Lo scopo della fotoidentificazione, di cui i primi tentativi furono attuati da Caldwell negli anni ’50 (Wursig e Jefferson, 1990) e da Wursing negli anni ’70 (Wursig e Wursig, 1977), è individuare una sorta di impronta digitale mediante la fotografia nelle caratteristiche della pinna dorsale: la forma, la dimensione e soprattutto il profilo che risulta essere la parte più significativa in quanto, negli adulti, riporta segni di interazioni intra-specifiche. Segni che rappresentano marchi naturali indelebili che possono quindi essere univocamente associati ad un solo individuo. La foto identificazione è una valida alternativa alla tradizionale marcatura degli animali, in sintesi si fotografa da ambo i lati la pinna dorsale dei delfini per poi confrontare le foto scattate con quelle esistenti all’interno dell’archivio della popolazione interessata al cui interno sono presenti tutti i soggetti conosciuti con le rispettive fotografie della pinna dorsale applicando la capture-mark-recapture.
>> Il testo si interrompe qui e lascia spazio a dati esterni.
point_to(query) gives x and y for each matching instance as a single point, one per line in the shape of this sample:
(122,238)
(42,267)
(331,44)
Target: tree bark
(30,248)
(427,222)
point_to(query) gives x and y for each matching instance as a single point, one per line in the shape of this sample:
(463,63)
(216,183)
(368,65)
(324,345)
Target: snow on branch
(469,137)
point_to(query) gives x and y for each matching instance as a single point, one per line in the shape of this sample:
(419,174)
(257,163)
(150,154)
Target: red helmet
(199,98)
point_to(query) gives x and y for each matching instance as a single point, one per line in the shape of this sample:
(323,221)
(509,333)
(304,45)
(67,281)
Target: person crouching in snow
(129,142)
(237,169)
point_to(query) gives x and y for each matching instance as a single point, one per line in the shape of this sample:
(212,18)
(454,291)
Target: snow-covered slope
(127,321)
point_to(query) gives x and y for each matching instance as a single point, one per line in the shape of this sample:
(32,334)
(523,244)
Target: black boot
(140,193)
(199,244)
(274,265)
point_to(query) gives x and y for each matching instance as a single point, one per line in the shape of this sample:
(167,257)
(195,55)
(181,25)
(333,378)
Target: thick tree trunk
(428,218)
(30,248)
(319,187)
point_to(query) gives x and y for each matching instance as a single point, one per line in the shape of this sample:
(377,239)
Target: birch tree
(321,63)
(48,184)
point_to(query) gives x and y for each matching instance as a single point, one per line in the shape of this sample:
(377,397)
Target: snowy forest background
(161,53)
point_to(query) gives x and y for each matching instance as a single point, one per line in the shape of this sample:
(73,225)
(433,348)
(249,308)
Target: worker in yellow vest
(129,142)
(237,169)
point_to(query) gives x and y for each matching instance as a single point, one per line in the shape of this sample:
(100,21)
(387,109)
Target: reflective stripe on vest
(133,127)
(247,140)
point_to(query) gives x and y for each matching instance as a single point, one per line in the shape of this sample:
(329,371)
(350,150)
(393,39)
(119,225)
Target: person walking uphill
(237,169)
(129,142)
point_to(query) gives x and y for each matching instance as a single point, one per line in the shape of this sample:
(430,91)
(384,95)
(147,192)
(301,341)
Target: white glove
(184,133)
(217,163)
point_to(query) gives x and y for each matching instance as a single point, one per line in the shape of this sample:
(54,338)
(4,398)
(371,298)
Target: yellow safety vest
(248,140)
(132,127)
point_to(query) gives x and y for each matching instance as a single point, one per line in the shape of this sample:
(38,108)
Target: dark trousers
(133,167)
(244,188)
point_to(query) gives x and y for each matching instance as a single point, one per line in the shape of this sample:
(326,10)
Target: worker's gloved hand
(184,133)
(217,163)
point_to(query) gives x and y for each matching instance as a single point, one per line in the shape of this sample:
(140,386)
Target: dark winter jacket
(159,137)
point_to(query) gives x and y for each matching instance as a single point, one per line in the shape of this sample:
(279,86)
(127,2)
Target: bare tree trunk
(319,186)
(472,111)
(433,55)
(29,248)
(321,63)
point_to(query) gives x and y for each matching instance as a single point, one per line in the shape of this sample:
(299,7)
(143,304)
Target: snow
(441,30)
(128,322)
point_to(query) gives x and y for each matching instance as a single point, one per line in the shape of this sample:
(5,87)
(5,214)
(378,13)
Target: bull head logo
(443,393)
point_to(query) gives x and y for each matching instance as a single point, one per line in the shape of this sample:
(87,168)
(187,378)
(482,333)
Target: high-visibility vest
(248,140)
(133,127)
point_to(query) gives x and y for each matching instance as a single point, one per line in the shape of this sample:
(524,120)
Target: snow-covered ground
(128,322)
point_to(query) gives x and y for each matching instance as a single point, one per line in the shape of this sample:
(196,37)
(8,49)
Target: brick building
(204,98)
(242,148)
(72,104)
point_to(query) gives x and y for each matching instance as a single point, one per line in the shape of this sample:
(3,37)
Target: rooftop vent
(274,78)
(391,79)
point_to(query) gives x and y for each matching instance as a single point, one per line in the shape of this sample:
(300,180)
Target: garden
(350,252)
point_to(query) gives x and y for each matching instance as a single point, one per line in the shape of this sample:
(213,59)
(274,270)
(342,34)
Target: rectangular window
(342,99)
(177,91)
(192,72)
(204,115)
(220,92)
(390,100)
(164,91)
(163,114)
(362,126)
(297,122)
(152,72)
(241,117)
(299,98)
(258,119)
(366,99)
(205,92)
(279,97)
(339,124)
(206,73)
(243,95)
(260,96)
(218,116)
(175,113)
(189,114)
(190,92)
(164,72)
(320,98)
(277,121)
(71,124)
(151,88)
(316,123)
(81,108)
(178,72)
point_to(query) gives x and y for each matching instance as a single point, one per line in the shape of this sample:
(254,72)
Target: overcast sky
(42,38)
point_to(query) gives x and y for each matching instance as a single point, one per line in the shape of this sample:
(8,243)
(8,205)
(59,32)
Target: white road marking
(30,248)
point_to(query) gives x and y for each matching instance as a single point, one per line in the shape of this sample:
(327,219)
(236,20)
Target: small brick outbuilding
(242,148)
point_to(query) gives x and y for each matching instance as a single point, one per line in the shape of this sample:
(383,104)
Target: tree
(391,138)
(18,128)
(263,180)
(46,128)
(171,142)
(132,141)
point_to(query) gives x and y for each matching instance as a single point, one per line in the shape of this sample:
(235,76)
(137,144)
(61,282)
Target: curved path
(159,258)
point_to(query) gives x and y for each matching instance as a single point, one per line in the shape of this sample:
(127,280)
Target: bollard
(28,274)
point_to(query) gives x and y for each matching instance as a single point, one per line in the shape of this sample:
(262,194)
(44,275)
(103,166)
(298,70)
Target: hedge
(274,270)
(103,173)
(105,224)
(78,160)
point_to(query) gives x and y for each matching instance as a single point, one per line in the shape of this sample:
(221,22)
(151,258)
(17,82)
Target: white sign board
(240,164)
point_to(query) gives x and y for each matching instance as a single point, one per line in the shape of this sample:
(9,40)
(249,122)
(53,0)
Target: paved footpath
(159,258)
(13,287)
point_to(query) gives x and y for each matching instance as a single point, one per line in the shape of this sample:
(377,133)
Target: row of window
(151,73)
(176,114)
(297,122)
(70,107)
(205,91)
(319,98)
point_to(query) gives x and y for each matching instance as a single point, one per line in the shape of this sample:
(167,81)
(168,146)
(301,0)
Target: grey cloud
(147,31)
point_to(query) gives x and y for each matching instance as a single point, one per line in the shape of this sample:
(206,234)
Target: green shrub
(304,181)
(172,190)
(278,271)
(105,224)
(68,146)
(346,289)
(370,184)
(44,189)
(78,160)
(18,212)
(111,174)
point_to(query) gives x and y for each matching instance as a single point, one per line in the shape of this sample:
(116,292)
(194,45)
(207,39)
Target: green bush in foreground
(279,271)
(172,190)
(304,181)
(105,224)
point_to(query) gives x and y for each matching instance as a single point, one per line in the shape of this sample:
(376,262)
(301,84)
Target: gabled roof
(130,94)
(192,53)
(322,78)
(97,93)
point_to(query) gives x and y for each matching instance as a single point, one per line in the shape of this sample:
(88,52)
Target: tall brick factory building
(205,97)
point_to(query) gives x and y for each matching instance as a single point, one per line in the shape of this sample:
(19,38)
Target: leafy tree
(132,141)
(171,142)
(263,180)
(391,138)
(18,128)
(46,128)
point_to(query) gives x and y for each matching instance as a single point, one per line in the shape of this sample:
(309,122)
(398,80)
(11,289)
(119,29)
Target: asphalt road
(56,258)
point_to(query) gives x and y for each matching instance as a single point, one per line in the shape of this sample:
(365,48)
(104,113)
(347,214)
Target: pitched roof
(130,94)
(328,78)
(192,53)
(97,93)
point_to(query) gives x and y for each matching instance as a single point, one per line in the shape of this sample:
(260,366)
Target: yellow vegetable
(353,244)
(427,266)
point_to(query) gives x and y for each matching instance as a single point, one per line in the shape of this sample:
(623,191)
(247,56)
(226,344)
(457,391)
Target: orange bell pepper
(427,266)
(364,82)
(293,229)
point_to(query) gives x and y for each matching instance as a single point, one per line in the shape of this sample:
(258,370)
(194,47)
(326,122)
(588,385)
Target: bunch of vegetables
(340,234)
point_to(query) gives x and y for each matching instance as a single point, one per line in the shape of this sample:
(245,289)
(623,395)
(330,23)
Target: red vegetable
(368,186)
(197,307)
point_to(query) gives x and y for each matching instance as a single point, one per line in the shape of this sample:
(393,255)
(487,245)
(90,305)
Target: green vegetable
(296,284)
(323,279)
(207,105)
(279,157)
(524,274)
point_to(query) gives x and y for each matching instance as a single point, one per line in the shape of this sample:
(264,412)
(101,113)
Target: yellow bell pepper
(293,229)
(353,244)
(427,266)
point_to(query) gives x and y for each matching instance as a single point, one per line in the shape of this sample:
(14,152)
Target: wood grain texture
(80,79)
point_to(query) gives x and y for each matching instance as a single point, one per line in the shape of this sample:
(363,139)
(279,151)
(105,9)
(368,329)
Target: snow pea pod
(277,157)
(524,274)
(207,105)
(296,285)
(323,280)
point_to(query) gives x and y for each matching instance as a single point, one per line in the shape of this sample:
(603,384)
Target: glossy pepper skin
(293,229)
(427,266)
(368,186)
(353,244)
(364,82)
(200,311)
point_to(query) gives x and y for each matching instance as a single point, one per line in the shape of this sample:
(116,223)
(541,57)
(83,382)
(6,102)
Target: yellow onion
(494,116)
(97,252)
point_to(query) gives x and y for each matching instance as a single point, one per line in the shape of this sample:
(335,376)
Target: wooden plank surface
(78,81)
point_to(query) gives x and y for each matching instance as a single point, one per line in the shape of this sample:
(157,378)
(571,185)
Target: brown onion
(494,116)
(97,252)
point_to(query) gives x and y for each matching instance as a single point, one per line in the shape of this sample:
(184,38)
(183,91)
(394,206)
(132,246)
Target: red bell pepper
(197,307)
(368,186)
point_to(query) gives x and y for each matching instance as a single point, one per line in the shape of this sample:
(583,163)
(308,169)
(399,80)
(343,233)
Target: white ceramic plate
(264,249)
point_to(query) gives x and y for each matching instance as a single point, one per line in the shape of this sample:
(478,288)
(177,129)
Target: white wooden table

Questa tecnica prevede il “matching fotografico” cioè il confronto che permette di capire se durante un avvistamento gli individui fotografati sono già conosciuti registrando quindi delle “ricatture” o riportando “nuove catture” con nuovi codici se sono individui sconosciuti cioè nuovi all’interno dell’area o appartenenti alla popolazione ma non ancora fotografati, ciò dipenderà da futuri episodi o meno di ricattura. Tali dati permetteranno successivamente tramite i numeri di catture e ricatture di stimare il numero cioè l’abbondanza della popolazione tramite estimatori statistici.

Mediante foglio elettronico vengono archiviate le foto dei soggetti, tramite la descrizione dei

caratteri osservati è possibile attraverso un sistema di filtri automatici richiamare le foto desiderate

(fig. 44).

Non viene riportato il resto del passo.